After two days of intense closed-door party meetings, Sen. Chuck Schumer, D-N.Y., emerged to say that members of his party could not support the bill approved by the House on Tuesday to keep most federal funding flowing at current levels for the next six months. He instead urged Republicans to pass a monthlong extension to allow time for Congress to consider individual spending bills and reach a compromise that both parties could accept.
“Our caucus is unified” on such a measure to “keep the government open and give Congress time to negotiate bipartisan legislation that can pass,” Schumer said in a brief statement from the floor.

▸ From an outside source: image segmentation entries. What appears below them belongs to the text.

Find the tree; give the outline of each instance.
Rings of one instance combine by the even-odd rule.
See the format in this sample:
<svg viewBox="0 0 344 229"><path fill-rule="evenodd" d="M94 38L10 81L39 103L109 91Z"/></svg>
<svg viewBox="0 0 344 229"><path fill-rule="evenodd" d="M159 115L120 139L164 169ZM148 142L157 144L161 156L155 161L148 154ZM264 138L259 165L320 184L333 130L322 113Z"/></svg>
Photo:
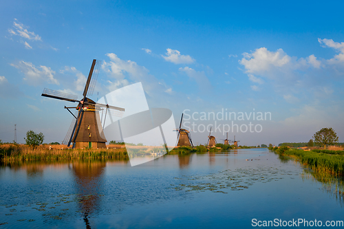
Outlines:
<svg viewBox="0 0 344 229"><path fill-rule="evenodd" d="M26 132L26 138L24 138L26 144L32 146L39 146L43 143L44 135L42 133L36 133L32 131Z"/></svg>
<svg viewBox="0 0 344 229"><path fill-rule="evenodd" d="M313 135L315 143L324 146L326 149L327 144L332 144L338 142L338 136L332 128L323 128Z"/></svg>
<svg viewBox="0 0 344 229"><path fill-rule="evenodd" d="M308 147L313 147L314 145L314 142L313 142L313 140L311 139L308 142L308 144L307 144L307 146L308 146Z"/></svg>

The announcement left congressional leaders without a clear path to avert a shutdown that would begin at 12:01 a.m. Saturday should Congress fail to act by then to extend federal funding. Senate Republicans would need the support of at least eight Democrats to overcome procedural hurdles and bring a spending measure to a final vote. Just one, Sen. John Fetterman of Pennsylvania, has so far declared he would vote to break any filibuster.
The standoff puts Senate Democrats at risk of being blamed for any shutdown even as they complain about Trump administration disruptions to federal agencies. But they are under pressure from House Democrats and activists to stand against Trump and Elon Musk as they lead an effort to dismantle broad swaths of the federal bureaucracy, in some cases in direct defiance of Congress, which holds the power of the purse.
With two days left before the shutdown deadline, there is still time for a reversal by Democrats. But most of them have heaped criticism on Republicans’ stopgap spending measure, arguing that it would give Trump and Musk too much leeway to continue their unilateral efforts to slash government employees and programs.
Republicans, who control both chambers, have shown no willingness to compromise with Democrats on the spending measure. And even if they agreed to, changing the House bill or approving a different one would require the House to return and vote again, which is highly unlikely. Republican leaders deliberately adjourned the chamber Tuesday night and left town after passing the spending legislation, known as a continuing resolution, to effectively force the Senate to accept it.
The private meetings this week have laid bare a major dilemma for Democrats as they wrestle with how to respond to the Republican legislation. Senators said they had two unappealing alternatives. They could oppose the GOP plan and potentially take the blame for a damaging federal shutdown or surrender to Trump and incite the wrath of Democrats demanding that their representatives thwart the White House at every turn.